Good topic, and a great start!
But
would limit me to being just a questioner and reader.
I’ve been investing passively in funds with monthly savings for over 20 years, 18 of which I was unaware and inexperienced with expensive bank funds. Currently, however, Nordea’s pension savings with a fixed 3.5% interest rate are quite good, even though I’ve paid some fees.
Now I still have that fixed-interest investment, probably 45%, and on the same pension savings account in Nordea, 25% is in cash in an “insurance account” (I only recently converted it to cash). I built my own simulated “risk-ETF” in Nordea, which contains hydrogen and cleantech stocks, and a couple of other small technology companies, maybe a little over 1% there. The main “play money” in Nordnet is intended to be used for ETFs; the portfolio is visible on Shareville.
Currently, I strongly believe in passive index ETFs, due to last year’s intensive coding and simulations: optimizing practically any stock portfolio led to the conclusion that index ETFs were the most cost-effective (edit: most probable) path to success. I found very few reasons to make other investment decisions based solely on stock price (+dividend) development.
Stock picking would require other superior information, so I’m not going into that now. But for the last couple of weeks, due to the virus, there has been such information.
Now for the last few weeks, I’ve been playing with inverse ETFs and managed to get Nordnet’s portfolio back to a slight positive this year. I don’t know if it will still be positive on Monday, as I left a small short position for the weekend. This playing has been made possible by this forum and the “superior” understanding it provides regarding the coronavirus’s impact on stock prices.
The further we go, the harder this corona game gets with long ETF shorts. Currently, I’m pondering day and night the opportune moment to get back into the basic index, probably either Nasdaq or SP500. And also whether I should do it with leverage or without.

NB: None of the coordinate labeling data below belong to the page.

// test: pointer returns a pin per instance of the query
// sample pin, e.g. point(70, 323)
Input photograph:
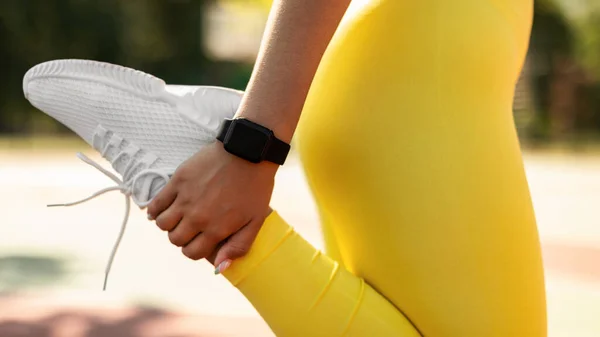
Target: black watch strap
point(277, 151)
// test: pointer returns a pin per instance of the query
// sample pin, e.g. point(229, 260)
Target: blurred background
point(51, 260)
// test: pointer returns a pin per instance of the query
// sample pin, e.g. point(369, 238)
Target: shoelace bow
point(127, 191)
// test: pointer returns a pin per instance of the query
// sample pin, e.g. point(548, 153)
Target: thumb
point(237, 245)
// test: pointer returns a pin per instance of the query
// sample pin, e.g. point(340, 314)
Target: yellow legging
point(409, 146)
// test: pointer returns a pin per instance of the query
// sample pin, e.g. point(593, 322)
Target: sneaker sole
point(145, 86)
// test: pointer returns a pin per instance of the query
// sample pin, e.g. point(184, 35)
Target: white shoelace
point(127, 191)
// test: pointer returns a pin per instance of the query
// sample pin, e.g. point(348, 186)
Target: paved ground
point(52, 259)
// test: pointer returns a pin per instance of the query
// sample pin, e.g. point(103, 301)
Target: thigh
point(409, 145)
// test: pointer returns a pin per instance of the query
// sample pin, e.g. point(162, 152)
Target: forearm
point(295, 39)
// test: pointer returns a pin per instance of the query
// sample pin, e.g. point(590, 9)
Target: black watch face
point(247, 141)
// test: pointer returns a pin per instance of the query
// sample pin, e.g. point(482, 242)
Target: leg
point(301, 292)
point(409, 144)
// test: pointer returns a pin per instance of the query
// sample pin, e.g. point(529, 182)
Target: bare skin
point(216, 203)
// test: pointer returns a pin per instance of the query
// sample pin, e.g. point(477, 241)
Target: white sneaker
point(142, 126)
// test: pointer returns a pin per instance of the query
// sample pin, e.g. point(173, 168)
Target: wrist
point(282, 128)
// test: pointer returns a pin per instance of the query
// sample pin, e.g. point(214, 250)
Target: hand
point(215, 203)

At some point certainly with leverage, but what is the right moment.
By leverage, I mean, for example, a 2x Long ETF, not Nordnet’s loan. The good thing about these is that a margin call doesn’t hit, and in principle, 2x leverage is possible.
As a comparison, I keep the Nasdaq100 index, which I want to beat in the long run, even a little.
Disclaimer: This is by no means a recommendation for anyone, especially a beginner, to build their investment strategy on the ramblings of a pure amateur like me.
Edit: Oh, and passive index funds, like Super funds or Handelsbanken USA, are certainly good for steady wealth accumulation too, but “trading” with them is really slow.